O sangue de Heloísa Madeira gelou.

Foi como se uma onda de frio tivesse surgido do nada, dissipando toda a doçura e ternura que ainda pairavam no ar.

Seu olhar permaneceu calmo enquanto encarava Vânia Gomes à sua frente, cuja postura era fria e altiva. O frio lentamente invadiu seu coração, arrancando-lhe um suspiro… Não poderia haver mais uma noite sequer de devaneios e ilusões.

Ela queria ver o gatinho.

Queria sonhar novamente com um romance arrebatador.

Não era gananciosa a ponto de exigir demais.

Mas, claramente, a paciência da esposa do presidente chegara ao limite.

"Vocês…"

Vânia fixou o olhar nas mãos dadas dos dois, lutando para manter a expressão serena enquanto a tristeza ameaçava transbordar, como se fosse chorar a qualquer momento.

Heloísa retirou a mão.

No mesmo instante, a mão foi segurada firmemente por outra, grande e quente.

Ela olhou para ele: … Para que isso?

Apesar do pensamento, apertou a mão dele de volta, sentindo uma pontada de amargura.

"Como você subiu aqui?"

Nélio Marques lançou um olhar gélido à visitante indesejada sentada no sofá, espalhando uma atmosfera opressora.

Do lado de fora da varanda, Kelton Santos aproximou-se nervoso.

Ele segurava o celular, onde uma mensagem ainda estava por ser editada.

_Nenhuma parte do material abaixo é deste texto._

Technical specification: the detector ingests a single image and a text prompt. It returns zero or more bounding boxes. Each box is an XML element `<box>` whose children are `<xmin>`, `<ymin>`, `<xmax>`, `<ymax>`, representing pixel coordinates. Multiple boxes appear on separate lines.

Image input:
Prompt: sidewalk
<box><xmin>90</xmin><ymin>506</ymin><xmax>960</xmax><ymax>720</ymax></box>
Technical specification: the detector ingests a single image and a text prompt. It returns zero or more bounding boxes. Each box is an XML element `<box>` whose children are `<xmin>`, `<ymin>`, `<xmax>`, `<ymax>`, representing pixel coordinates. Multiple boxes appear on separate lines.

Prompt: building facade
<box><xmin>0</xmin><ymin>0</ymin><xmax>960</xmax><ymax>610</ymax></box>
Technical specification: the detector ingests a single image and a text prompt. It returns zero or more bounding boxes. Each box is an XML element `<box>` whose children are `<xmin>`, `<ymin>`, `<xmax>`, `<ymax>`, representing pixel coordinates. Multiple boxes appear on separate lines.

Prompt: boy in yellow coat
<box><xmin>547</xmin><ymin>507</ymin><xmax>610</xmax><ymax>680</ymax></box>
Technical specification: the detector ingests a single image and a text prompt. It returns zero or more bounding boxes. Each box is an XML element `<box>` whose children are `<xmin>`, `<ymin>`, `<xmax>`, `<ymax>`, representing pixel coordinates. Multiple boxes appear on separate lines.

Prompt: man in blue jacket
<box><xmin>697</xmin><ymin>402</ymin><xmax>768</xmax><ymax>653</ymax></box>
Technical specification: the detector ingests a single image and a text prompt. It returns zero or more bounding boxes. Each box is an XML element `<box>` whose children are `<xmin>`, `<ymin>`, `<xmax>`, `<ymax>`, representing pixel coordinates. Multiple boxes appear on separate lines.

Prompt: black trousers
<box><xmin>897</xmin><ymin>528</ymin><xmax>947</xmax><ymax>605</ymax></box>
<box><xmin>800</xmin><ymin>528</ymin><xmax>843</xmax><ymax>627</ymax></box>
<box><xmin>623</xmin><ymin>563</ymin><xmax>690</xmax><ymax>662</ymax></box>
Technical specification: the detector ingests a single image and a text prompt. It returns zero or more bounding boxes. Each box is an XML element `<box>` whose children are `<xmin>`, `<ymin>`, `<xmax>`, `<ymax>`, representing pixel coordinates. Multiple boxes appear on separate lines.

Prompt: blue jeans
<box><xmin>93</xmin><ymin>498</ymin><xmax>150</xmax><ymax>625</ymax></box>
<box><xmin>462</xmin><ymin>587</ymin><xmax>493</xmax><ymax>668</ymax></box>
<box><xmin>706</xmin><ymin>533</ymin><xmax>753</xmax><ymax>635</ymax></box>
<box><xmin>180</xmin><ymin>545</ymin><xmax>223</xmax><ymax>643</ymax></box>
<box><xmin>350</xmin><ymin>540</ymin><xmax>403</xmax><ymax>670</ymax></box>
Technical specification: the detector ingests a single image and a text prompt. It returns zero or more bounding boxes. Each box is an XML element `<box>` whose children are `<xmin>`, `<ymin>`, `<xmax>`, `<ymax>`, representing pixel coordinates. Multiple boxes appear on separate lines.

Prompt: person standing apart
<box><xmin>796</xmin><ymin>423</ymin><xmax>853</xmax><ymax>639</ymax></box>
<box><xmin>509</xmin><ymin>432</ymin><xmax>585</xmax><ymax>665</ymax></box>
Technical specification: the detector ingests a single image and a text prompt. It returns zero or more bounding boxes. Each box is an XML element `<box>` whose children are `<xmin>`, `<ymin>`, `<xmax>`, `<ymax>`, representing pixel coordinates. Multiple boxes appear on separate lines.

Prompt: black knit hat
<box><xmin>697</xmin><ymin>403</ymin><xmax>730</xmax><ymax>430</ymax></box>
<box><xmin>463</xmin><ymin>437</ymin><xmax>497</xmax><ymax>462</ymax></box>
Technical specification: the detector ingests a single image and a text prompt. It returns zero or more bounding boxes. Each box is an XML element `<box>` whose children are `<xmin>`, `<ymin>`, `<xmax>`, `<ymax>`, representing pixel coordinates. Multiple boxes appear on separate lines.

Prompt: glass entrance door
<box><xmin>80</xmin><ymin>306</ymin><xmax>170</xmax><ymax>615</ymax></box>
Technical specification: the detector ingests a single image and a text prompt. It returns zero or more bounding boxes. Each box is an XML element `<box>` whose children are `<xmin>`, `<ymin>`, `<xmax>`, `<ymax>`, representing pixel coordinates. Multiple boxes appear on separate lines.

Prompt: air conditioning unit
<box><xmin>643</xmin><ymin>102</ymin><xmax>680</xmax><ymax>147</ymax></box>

"Senhor, o senhor voltou, e a Heloísa também." Tentou suavizar o clima, mas vendo que o senhor não mudava a expressão, suspirou resignado. "A dona acabou de sair. Ela disse que, como aqui é perto da empresa, pediu para a senhorita Vânia… ficar conosco."

A patroa o mandou descer, e ele nem sabia do que se tratava.

Mal desceu, Vânia saiu do carro com uma mala, e ele logo percebeu que algo estava errado.

Ai, dona, está claro que a senhora não quer deixar o senhor ficar com a Heloísa…

Nélio não repreendeu o Tio Santos.

Seus olhos frios permaneceram fixos em Vânia. "Sua madrinha não lhe disse que eu já tenho namorada e que não seria conveniente recebê-la?"

Os olhos de Vânia se encheram de lágrimas.

A palavra "namorada" perfurou seu coração como uma lâmina.

Nélio elevou a voz: "Tio Santos, leve minhas coisas para baixo. Heloísa quer que eu fique na casa dela."

Heloísa: "…!"

Vânia, que já se sentia desconfortável, ficou ainda mais rígida.

Nélio apertou carinhosamente o rosto surpreso de Heloísa, com um sorriso um tanto malicioso. "Eu entendo o que Heloísa quer. Farei como deseja."

Heloísa: … Você está obrigando sua mãe a me odiar!

"Então vou arrumar as coisas do senhor agora mesmo."

Kelton entrou apressado.

Nélio ignorou Vânia, que permanecia paralisada no sofá, e puxou a atônita Heloísa para fora: "Vamos ver o gatinho."

Depois de alguns passos, uma bola de pelos correu pelo corredor.

Em poucos dias, já estava mais gordinho, as patinhas curtas pareciam ainda menores, e ele pulava como um coelhinho, irresistivelmente fofo.

O gatinho chegou aos pés deles, olhando para cima e miando baixinho.

Heloísa ainda não havia se recuperado do "choque" com a sugestão de que Nélio fosse morar na casa dela.